Am Anfang des Abends aber steht der geradezu chaotische Ausbruch eines ausgedehnten Schlagzeug-Solos. Zwischen diesen Polen bewegt sich Nörgards Musik, immer wieder wild und unbeherrschbar ausbrechend, aus Besinnungs-Momenten konzentrierter Ruhe. Die Sänger, die sich kaum auf kantable Sicherheitsnetze abstützen können und in exaltierter Hochspannung zwischen Singen und Schreien, Sprechen und Stottern immer neue umstürzende Stimmungslagen durchmessen müssen, haben in Lübeck Hochseilartistik nicht nur im Stimmlichen, sondern auch im Agieren zwischen allen Höhen und Tiefen, zwischen Flug und Fall abzuleisten. Sie schaffen es, geleitet von Dorian Keilhack, der die vielen musikalischen Gratwanderungen durchmisst; angeführt von Hubert Wild, der als erster der vier Wölfli-Aufspaltungen den hohen Rang der Aufführung bestimmt.
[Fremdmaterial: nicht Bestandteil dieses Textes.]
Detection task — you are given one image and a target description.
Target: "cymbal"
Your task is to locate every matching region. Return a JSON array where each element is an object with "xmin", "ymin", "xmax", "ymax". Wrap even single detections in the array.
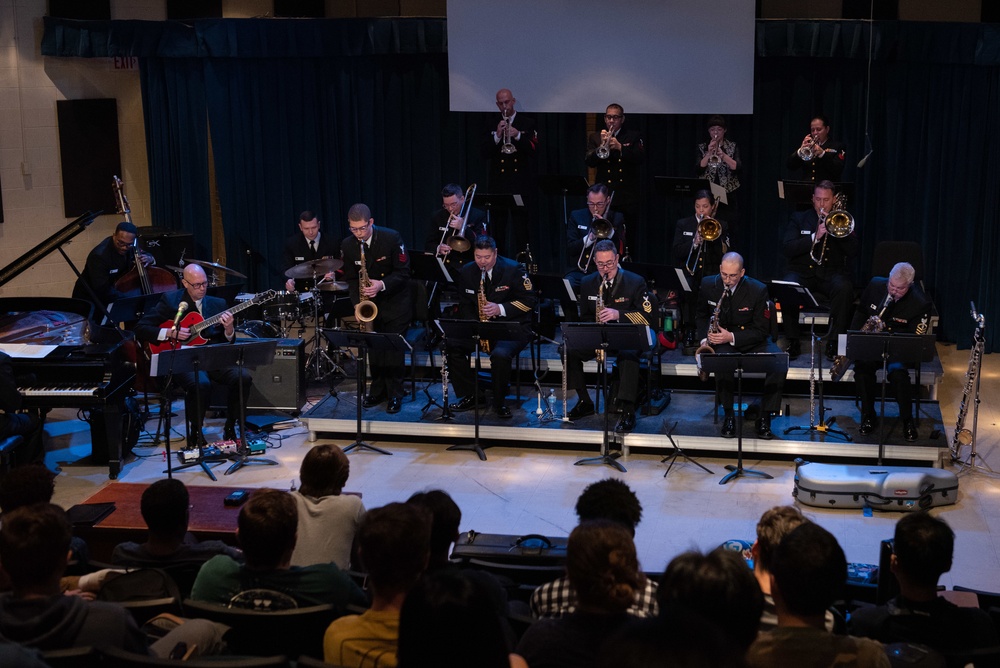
[
  {"xmin": 188, "ymin": 260, "xmax": 246, "ymax": 278},
  {"xmin": 285, "ymin": 257, "xmax": 344, "ymax": 278}
]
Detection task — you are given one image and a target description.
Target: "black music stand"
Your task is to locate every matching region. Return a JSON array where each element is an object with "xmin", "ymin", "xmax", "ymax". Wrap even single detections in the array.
[
  {"xmin": 323, "ymin": 329, "xmax": 412, "ymax": 455},
  {"xmin": 847, "ymin": 332, "xmax": 935, "ymax": 466},
  {"xmin": 562, "ymin": 322, "xmax": 653, "ymax": 473},
  {"xmin": 701, "ymin": 353, "xmax": 788, "ymax": 485},
  {"xmin": 436, "ymin": 320, "xmax": 534, "ymax": 462},
  {"xmin": 538, "ymin": 174, "xmax": 590, "ymax": 225}
]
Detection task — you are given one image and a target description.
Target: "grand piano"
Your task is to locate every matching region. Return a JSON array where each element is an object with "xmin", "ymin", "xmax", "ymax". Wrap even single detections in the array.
[{"xmin": 0, "ymin": 213, "xmax": 135, "ymax": 480}]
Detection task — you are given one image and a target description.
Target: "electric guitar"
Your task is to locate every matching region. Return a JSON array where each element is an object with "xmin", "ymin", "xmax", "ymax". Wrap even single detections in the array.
[{"xmin": 149, "ymin": 290, "xmax": 278, "ymax": 355}]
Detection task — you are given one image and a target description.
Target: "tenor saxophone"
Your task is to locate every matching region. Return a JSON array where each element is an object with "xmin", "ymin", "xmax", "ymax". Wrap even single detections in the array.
[
  {"xmin": 477, "ymin": 271, "xmax": 490, "ymax": 355},
  {"xmin": 354, "ymin": 243, "xmax": 378, "ymax": 332}
]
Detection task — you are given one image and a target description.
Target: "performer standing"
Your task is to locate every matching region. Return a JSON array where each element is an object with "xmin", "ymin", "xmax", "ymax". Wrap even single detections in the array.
[
  {"xmin": 566, "ymin": 239, "xmax": 657, "ymax": 432},
  {"xmin": 781, "ymin": 181, "xmax": 858, "ymax": 359},
  {"xmin": 673, "ymin": 190, "xmax": 729, "ymax": 354},
  {"xmin": 698, "ymin": 253, "xmax": 787, "ymax": 439},
  {"xmin": 135, "ymin": 264, "xmax": 252, "ymax": 448},
  {"xmin": 851, "ymin": 262, "xmax": 931, "ymax": 441},
  {"xmin": 786, "ymin": 116, "xmax": 845, "ymax": 182},
  {"xmin": 479, "ymin": 88, "xmax": 538, "ymax": 255},
  {"xmin": 282, "ymin": 210, "xmax": 339, "ymax": 292},
  {"xmin": 448, "ymin": 236, "xmax": 535, "ymax": 418},
  {"xmin": 340, "ymin": 203, "xmax": 413, "ymax": 413}
]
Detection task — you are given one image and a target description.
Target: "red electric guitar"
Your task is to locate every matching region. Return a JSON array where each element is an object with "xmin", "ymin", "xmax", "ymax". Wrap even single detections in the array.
[{"xmin": 149, "ymin": 290, "xmax": 278, "ymax": 355}]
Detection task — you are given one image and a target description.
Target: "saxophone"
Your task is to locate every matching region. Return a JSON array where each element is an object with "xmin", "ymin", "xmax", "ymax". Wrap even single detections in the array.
[
  {"xmin": 830, "ymin": 295, "xmax": 895, "ymax": 381},
  {"xmin": 694, "ymin": 288, "xmax": 729, "ymax": 382},
  {"xmin": 354, "ymin": 242, "xmax": 378, "ymax": 332},
  {"xmin": 477, "ymin": 271, "xmax": 490, "ymax": 355}
]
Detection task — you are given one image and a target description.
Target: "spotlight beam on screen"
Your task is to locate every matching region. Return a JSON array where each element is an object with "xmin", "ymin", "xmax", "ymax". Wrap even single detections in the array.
[{"xmin": 448, "ymin": 0, "xmax": 755, "ymax": 114}]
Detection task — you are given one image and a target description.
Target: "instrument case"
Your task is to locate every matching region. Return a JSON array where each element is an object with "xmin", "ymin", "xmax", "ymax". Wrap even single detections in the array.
[{"xmin": 792, "ymin": 460, "xmax": 958, "ymax": 512}]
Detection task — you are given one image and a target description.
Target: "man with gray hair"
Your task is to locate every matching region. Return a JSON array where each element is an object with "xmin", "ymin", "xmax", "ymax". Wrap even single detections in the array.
[{"xmin": 851, "ymin": 262, "xmax": 931, "ymax": 441}]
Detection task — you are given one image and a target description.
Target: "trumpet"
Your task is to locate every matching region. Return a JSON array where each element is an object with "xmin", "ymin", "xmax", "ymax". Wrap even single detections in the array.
[
  {"xmin": 438, "ymin": 183, "xmax": 476, "ymax": 257},
  {"xmin": 500, "ymin": 112, "xmax": 517, "ymax": 155},
  {"xmin": 809, "ymin": 194, "xmax": 854, "ymax": 265}
]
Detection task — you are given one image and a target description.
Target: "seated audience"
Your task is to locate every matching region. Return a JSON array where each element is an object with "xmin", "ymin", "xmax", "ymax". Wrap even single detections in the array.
[
  {"xmin": 191, "ymin": 489, "xmax": 367, "ymax": 608},
  {"xmin": 849, "ymin": 511, "xmax": 1000, "ymax": 665},
  {"xmin": 111, "ymin": 478, "xmax": 243, "ymax": 566},
  {"xmin": 323, "ymin": 503, "xmax": 431, "ymax": 668},
  {"xmin": 517, "ymin": 520, "xmax": 646, "ymax": 668},
  {"xmin": 531, "ymin": 478, "xmax": 657, "ymax": 618},
  {"xmin": 746, "ymin": 522, "xmax": 890, "ymax": 668},
  {"xmin": 0, "ymin": 503, "xmax": 222, "ymax": 657},
  {"xmin": 292, "ymin": 444, "xmax": 365, "ymax": 569},
  {"xmin": 399, "ymin": 569, "xmax": 527, "ymax": 668}
]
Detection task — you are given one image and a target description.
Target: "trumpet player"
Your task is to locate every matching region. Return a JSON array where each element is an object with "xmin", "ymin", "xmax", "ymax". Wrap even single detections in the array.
[
  {"xmin": 781, "ymin": 181, "xmax": 858, "ymax": 359},
  {"xmin": 673, "ymin": 190, "xmax": 729, "ymax": 353},
  {"xmin": 566, "ymin": 239, "xmax": 657, "ymax": 433},
  {"xmin": 786, "ymin": 116, "xmax": 845, "ymax": 182},
  {"xmin": 448, "ymin": 235, "xmax": 535, "ymax": 418},
  {"xmin": 698, "ymin": 253, "xmax": 786, "ymax": 439},
  {"xmin": 340, "ymin": 204, "xmax": 413, "ymax": 413},
  {"xmin": 851, "ymin": 262, "xmax": 931, "ymax": 441}
]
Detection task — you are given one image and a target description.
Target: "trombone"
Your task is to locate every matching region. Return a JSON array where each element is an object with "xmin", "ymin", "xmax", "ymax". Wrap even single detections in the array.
[{"xmin": 438, "ymin": 183, "xmax": 476, "ymax": 257}]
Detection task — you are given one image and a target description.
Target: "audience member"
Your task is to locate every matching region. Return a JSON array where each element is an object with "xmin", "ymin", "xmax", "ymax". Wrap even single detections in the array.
[
  {"xmin": 399, "ymin": 569, "xmax": 527, "ymax": 668},
  {"xmin": 747, "ymin": 522, "xmax": 890, "ymax": 668},
  {"xmin": 531, "ymin": 478, "xmax": 657, "ymax": 618},
  {"xmin": 0, "ymin": 503, "xmax": 222, "ymax": 657},
  {"xmin": 849, "ymin": 511, "xmax": 1000, "ymax": 665},
  {"xmin": 517, "ymin": 520, "xmax": 646, "ymax": 668},
  {"xmin": 292, "ymin": 444, "xmax": 365, "ymax": 569},
  {"xmin": 111, "ymin": 478, "xmax": 243, "ymax": 566},
  {"xmin": 323, "ymin": 503, "xmax": 431, "ymax": 668},
  {"xmin": 191, "ymin": 489, "xmax": 367, "ymax": 609},
  {"xmin": 656, "ymin": 547, "xmax": 764, "ymax": 659}
]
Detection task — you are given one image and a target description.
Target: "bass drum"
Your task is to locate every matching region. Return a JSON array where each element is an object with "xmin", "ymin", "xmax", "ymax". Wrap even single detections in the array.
[{"xmin": 236, "ymin": 320, "xmax": 281, "ymax": 339}]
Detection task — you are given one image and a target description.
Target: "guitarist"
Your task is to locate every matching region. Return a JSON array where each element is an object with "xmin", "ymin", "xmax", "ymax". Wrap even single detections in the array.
[{"xmin": 135, "ymin": 264, "xmax": 253, "ymax": 448}]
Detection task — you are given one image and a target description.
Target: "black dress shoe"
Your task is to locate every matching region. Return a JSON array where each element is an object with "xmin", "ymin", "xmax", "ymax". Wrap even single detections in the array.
[
  {"xmin": 615, "ymin": 410, "xmax": 635, "ymax": 434},
  {"xmin": 566, "ymin": 401, "xmax": 594, "ymax": 420},
  {"xmin": 361, "ymin": 394, "xmax": 385, "ymax": 408},
  {"xmin": 858, "ymin": 413, "xmax": 878, "ymax": 434},
  {"xmin": 451, "ymin": 394, "xmax": 485, "ymax": 412}
]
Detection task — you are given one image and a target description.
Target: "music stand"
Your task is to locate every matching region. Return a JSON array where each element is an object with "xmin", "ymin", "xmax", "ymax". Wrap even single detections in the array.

„ Der göttliche Tivoli“ beschließt die lange Reihe neuer skandinavischer Opernwerke, die Marc Adam in seinen nun zu Ende gehenden Lübecker Jahren vorgestellt hat. Er beschließt sie radikal. Mutiger im thematischen Zugriff, in der szenischen und musikalischen Struktur als Nörgard hat sich keiner der Nordländer der Szene bemächtigt. Man will es kaum glauben, dass dieses Stück, bereits 1983 in Aarhus uraufgeführt und mehrfach, nur nicht in Deutschland, nachgespielt, schon ein Viertel Jahrhundert alt ist. Es wirkt jünger, attackierender als vieles, was seither geschrieben worden ist. Und obschon es quersteht zu allen gewohnten Erwartungshaltungen, hat das Stück, hat vor allem auch seine Lübecker Einrichtung zu Ovationen ohne Ende geführt.